Epiontis is developing epigenetic markers for cell identification. The company’s initial focus was quality control tests for cellular therapeutics, working in collaboration with companies such as Genzyme. Some of its first assays identified chondrocytes in cartilage transplants for knee injuries. The marker they used was DNA methylation of specific gene regions, and the test was eventually licensed to Genzyme.
“Epiontis is now pursuing the same technology for immune monitoring,” says CBO Ulrich Hoffmueller, who will speak at the Barcelona conference. “We had several candidates and identified that demethylation of the FOXP3 gene was the best marker that could be found for regulatory T cells.”
FOXP3 has two benefits. First, it has much higher specificity than the protein that was used before. Second, the qPCR assay is technically much simpler than the fluorescence-activated cell sorting (FACS) analysis that would be required to identify the T cells otherwise. This is helpful on two levels. It is simpler and quicker to do in the laboratory, and it is also possible to compare results from different laboratories.

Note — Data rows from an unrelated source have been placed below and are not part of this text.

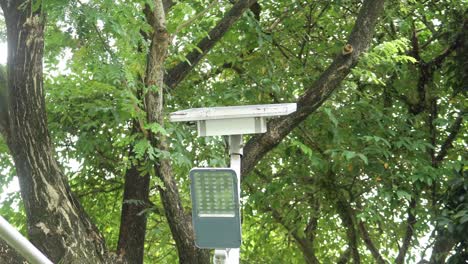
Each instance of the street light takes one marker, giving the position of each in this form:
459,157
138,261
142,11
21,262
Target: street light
232,121
216,214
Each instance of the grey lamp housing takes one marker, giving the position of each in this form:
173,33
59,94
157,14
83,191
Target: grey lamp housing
215,212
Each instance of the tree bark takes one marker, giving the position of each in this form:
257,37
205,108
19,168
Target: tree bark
132,232
137,186
359,39
57,224
9,255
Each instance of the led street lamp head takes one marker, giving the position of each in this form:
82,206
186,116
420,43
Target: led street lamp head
215,212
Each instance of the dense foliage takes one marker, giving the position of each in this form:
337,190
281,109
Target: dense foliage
376,174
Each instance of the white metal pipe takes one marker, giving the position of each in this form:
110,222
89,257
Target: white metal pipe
235,151
21,244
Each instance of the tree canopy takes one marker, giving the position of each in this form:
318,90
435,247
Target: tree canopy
369,169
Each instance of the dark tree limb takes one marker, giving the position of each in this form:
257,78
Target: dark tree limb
410,222
320,91
346,214
370,244
179,72
344,258
453,132
9,255
4,123
67,233
444,242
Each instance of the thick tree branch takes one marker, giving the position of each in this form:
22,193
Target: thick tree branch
197,16
9,255
410,222
443,243
346,214
370,245
344,258
4,126
179,72
454,130
321,90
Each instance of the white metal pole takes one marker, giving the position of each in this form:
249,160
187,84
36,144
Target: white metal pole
21,244
235,151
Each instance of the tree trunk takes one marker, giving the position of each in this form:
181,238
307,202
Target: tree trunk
133,222
57,224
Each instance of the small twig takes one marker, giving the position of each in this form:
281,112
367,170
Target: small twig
192,19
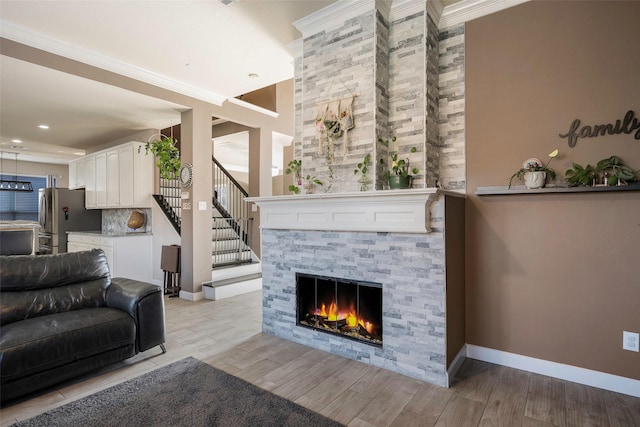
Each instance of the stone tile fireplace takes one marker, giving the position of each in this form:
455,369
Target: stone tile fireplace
394,239
348,308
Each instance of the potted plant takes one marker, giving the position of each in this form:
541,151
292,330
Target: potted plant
167,155
610,171
295,167
614,172
362,169
580,175
398,176
534,173
310,184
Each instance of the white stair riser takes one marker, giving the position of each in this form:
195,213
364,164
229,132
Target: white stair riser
225,245
236,271
223,233
223,259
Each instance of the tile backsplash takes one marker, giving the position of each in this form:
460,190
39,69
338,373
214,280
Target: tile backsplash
114,221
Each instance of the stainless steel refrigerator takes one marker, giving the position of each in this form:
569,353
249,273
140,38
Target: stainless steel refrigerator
61,210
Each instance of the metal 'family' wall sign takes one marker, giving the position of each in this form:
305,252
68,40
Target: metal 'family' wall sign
627,125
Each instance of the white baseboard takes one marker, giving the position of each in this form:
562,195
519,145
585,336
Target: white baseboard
456,363
557,370
191,296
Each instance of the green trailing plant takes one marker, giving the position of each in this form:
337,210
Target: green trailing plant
579,175
610,171
295,168
614,171
311,182
362,169
535,167
167,155
396,165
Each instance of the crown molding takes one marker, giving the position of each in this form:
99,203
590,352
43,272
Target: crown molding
435,9
327,17
253,107
27,37
467,10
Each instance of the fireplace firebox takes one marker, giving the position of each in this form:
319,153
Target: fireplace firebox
349,308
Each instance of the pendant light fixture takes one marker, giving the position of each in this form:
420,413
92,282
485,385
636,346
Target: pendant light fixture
13,184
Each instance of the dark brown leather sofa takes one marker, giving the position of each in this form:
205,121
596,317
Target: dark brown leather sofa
62,316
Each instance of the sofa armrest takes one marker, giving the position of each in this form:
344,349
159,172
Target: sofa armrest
144,302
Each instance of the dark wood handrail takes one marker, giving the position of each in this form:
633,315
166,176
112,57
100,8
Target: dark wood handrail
228,175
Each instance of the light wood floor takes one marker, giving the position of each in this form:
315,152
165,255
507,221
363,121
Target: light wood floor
227,334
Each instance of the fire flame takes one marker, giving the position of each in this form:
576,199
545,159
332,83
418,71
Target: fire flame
334,314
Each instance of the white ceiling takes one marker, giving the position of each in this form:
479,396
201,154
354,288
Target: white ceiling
203,47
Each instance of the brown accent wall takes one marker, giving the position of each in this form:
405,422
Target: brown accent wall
454,211
553,276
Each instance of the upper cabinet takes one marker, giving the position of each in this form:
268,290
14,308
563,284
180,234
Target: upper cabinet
118,177
77,173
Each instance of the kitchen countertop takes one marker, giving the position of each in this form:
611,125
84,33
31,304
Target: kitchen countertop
19,224
100,233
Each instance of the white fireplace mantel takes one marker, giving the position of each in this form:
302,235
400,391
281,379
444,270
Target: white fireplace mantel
400,211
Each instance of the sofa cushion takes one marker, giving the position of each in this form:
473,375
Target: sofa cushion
47,342
26,272
16,306
34,286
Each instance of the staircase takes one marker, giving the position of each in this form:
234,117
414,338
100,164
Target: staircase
235,268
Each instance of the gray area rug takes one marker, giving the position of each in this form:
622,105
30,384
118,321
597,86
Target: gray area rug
185,393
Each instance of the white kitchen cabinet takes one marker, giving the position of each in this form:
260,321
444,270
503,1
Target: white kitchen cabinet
90,182
101,179
80,173
128,256
113,179
73,167
76,173
120,177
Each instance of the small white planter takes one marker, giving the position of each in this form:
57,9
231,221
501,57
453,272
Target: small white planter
535,179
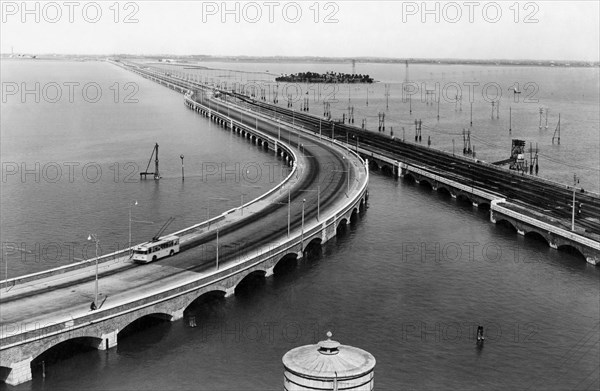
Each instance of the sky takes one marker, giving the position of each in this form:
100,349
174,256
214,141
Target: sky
539,30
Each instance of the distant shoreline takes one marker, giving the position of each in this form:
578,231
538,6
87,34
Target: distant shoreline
181,60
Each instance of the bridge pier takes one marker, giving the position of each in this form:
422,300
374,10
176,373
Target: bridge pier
177,314
108,340
20,372
270,271
230,291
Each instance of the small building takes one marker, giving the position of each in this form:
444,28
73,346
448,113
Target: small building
328,365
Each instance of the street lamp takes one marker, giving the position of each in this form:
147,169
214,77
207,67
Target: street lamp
182,176
95,239
130,205
302,236
217,247
318,191
575,182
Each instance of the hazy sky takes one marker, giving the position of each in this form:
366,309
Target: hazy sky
562,30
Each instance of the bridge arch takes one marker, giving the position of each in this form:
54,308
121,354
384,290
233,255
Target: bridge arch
57,351
506,223
354,216
484,206
208,295
286,263
255,277
535,235
314,248
143,322
387,170
342,226
463,198
409,177
570,249
425,182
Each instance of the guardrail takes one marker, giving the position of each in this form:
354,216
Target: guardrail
495,207
124,252
246,262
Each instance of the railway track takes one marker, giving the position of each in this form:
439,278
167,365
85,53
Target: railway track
553,199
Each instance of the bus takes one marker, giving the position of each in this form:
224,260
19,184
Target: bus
153,251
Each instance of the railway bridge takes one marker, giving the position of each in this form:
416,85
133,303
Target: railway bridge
326,189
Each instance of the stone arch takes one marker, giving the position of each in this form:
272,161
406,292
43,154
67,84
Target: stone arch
250,280
286,263
373,166
426,183
387,170
506,223
463,198
484,206
341,226
354,216
410,178
217,293
535,235
4,372
141,322
570,249
443,190
314,248
62,350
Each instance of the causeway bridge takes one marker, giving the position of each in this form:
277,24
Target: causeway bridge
531,205
325,190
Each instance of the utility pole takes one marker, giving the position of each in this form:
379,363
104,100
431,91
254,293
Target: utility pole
575,182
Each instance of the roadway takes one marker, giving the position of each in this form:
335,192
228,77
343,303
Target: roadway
551,198
60,297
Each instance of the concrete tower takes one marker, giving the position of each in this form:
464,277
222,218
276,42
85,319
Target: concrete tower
328,365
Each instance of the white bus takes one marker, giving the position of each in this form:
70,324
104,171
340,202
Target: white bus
153,251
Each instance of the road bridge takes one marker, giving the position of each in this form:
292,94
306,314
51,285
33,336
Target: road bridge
326,189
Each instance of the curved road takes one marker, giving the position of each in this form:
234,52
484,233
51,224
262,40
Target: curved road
62,296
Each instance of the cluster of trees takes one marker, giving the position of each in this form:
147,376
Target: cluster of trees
328,77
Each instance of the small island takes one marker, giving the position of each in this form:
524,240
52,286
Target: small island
328,77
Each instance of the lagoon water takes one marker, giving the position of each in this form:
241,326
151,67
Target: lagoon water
408,282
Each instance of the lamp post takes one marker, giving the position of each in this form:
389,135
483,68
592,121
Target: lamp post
348,182
575,182
302,235
95,239
182,176
318,191
130,205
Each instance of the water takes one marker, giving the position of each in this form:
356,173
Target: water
78,164
572,92
408,282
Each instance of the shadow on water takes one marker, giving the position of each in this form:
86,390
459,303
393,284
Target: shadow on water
72,355
251,284
143,333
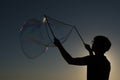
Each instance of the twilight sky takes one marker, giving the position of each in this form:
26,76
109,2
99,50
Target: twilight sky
91,18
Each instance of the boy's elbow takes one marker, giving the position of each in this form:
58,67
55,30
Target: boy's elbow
70,62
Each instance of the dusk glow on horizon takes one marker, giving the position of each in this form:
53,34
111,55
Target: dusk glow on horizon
91,18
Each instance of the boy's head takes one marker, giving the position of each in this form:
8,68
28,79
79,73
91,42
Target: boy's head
101,44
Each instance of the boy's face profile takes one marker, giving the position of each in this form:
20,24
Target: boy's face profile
100,45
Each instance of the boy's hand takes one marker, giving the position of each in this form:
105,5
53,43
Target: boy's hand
87,46
56,42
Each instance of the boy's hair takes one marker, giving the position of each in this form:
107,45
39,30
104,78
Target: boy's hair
102,43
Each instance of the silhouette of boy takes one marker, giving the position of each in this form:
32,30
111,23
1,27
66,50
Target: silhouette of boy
98,66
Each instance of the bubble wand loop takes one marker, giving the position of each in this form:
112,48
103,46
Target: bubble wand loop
79,35
49,26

For large, multicenter clinical trials, it is often necessary to collect and analyze samples at separate laboratories. Using FACS, it is necessary to analyze all samples at the same time on one machine, in order to get the best results. Epiontis currently uses its regulatory T-cell qPCR assay for clinical trial immune monitoring services for clients.
Biomarkers encompass many seemingly unrelated branches of science and many disparate applications. However, each time a new biomarker, or set of biomarkers, is discovered it brings into focus a portion of the biological system from which it came. Biomarkers contribute to the understanding of biological systems, which contributes to the understanding of disease mechanism, which contributes to the discovery of new and better biomarkers.
Significant hurdles remain, especially when it comes to global biomarker discovery. It may be quite a long time before scientists can sift through the entire proteome, genome, or metabolome for the perfect biomarker. Improved technology platforms boost discovery and development efforts for biomarkers. Bioinformatics and systems biology help researchers study molecular networks, instead of single molecules, increasing the odds of developing successful biomarker assays.